Keep the Politicians Honest, Too

Dominion Virginia Power is coming under fire from all sides as it tries to balance reliability, cost and sustainability.

Dominion Virginia Power is coming under fire from all sides as it tries to balance reliability, cost and sustainability.

“Keep the big boys honest,” was the campaign tag-line of populist “Howlin” Henry Howell when he very nearly won his bid for the governorship in 1973. By “big boys,” he was referring to executives of VEPCO, a predecessor company to Dominion Virginia Power. Four decades later, it appears that Howell’s rhetoric is coming back in style.

As the Associated Press summarizes:

Two out of four GOP primary contestants are openly hostile to Dominion and want to ban the company from making campaign donations. An insurgent Democrat is indicating he’ll make the company’s broad political influence a significant campaign talking point. …

“Somebody has to drag these vampires into the sunlight,” said GOP candidate Denver Riggleman, a distillery owner who battled Dominion over eminent domain issues. Riggleman had a Capitol news conference Tuesday to pledge support for longshot legislation that would prohibit regulated monopolies from making campaign contributions. …

Republican Corey Stewart, a one-time Trump campaign chairman in Virginia, said if elected he would support the ban on donations from regulated monopolies as well and would look at other areas to curb the company’s political influence. “They have virtually every member of the General Assembly in their pocket,” Stewart said. …

On the Democratic side, former Congressman Tom Perriello is also making Dominion’s influence a campaign issue. “Tom believes our political system has become too rigged in favor of big corporations and special interests and that Virginians suffer when the very politicians charged with regulating monopolies accept campaign contributions from them,” his spokesman Ian Sams said.
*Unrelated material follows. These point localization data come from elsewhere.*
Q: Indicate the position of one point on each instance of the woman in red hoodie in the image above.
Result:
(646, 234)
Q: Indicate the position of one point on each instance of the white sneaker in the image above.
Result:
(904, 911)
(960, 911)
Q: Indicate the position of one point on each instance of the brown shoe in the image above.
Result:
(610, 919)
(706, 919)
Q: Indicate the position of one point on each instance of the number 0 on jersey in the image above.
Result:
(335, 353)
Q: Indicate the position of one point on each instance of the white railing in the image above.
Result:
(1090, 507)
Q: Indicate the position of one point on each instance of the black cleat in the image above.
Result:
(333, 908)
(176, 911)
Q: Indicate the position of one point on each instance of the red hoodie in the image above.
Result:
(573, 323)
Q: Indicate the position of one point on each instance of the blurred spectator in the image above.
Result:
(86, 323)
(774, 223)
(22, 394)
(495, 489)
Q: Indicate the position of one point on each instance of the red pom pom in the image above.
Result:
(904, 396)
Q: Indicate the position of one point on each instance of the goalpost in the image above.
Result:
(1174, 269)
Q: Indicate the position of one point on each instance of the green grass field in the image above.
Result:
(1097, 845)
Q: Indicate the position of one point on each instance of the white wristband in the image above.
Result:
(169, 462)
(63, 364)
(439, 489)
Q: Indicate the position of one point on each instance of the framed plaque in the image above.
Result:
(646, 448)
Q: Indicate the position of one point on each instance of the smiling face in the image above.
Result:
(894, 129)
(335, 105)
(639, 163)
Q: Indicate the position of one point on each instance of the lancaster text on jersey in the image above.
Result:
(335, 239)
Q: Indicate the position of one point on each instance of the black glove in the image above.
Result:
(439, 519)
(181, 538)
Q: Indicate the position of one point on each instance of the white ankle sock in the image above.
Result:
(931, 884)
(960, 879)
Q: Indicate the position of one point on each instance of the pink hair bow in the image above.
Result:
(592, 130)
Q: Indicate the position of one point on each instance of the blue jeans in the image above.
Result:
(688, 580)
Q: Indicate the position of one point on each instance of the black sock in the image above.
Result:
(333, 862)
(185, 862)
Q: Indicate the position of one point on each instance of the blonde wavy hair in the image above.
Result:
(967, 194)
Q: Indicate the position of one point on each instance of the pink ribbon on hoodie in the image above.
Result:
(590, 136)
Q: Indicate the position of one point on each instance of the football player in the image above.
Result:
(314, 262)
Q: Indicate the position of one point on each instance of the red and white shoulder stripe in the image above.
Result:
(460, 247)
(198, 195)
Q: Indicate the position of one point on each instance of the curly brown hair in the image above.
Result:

Is Dominion worried? Spokesman David Botkins sounds confident the company can weather the latest storm: “Our 2.5 million customers tell us they are very, very happy with their low rates, superb reliability, cleaner air, and an energy independent Virginia.”

Bacon’s bottom line: Bashing the electric company is a time-honored tradition in the United States, and Virginia is no exception. Dominion Virginia Power is in politicians’ cross-hairs for multiple reasons. Environmentalists say the company is moving too slowly in adopting renewable fuels, and they say it should spend more to clean up its coal ash ponds. On the flip side, electric customers charge that a freeze in base rates negotiated a year ago locks in excess profits. Then landowners in the path of the proposed Atlantic Coast Pipeline, a project managed by parent company Dominion, as well as proposed new electric transmission lines, are up in arms. Meanwhile, there’s no denying that Dominion enjoys enormous clout in the General Assembly and the McAuliffe administration. It should surprise no one that Dominion has become a target of populist wrath.

As the debate unfolds, however, voters should bear in mind that Dominion, like Appalachian Power Co. and Virginia’s electric co-ops, must strike a balance between three broad goals: keeping rates low, keeping the lights on, and transitioning to cleaner fuels. Accomplishing all three requires trade-offs, making it impossible to fully satisfy all constituencies. If you add a fourth goal — promoting economic development — the tradeoffs become even more complex.

Dominion’s No. 1 priority is keeping the lights on. Let’s face it, nothing enrages people more than going without electricity for more than an hour or two. But ensuring reliability does not come free. By burying vulnerable distribution lines underground, for instance, the company can reduce the number and length of outages due to storms. That costs hundreds of millions of dollars, driving rates higher. How much are electricity customers willing to pay for an additional increment of reliability?

Similarly, the company could move more aggressively to embrace solar and wind power, but the intermittent nature of renewable energy sources threatens the stability of local distribution circuits. Before integrating renewables on a large scale, Dominion is proceeding with a series of small pilot projects to test the impact on local distribution lines. If you value reliability, you’re probably happy with the approach. If your top priority is combating climate change, you’re probably not.

Meanwhile, the company has been restructuring its transmission grid in response to federal clear air mandates — first to reduce emissions of mercury and other toxic minerals, and more recently to reduce emissions of carbon dioxide. Meeting those goals has required a massive shift from coal to natural gas and renewables. That entails not only building new power plants in new locations and importing electricity via wholesale markets from outside the state, it requires erecting new transmission lines to handle the re-routed electricity flows. Landowners understandably don’t like looking at electric transmission lines. But you can’t stick with the old electric grid and also have clean energy.

That’s not to say things can’t be done differently. Arguably, Dominion Virginia Power cut a sweet deal for itself when the legislatures froze its base rate. Arguably, the company could be more cooperative in allowing homeowners and small businesses to work with third-party providers of clean energy sources. Arguably, Virginia’s eminent domain laws could treat landowners more justly. Arguably, the system could be tweaked in many ways. But it always comes back to setting priorities and making tradeoffs. There is no way to satisfy everyone.

Let’s hope Virginia’s candidates for higher office keep that simple truth in mind as we enter the campaign silly season.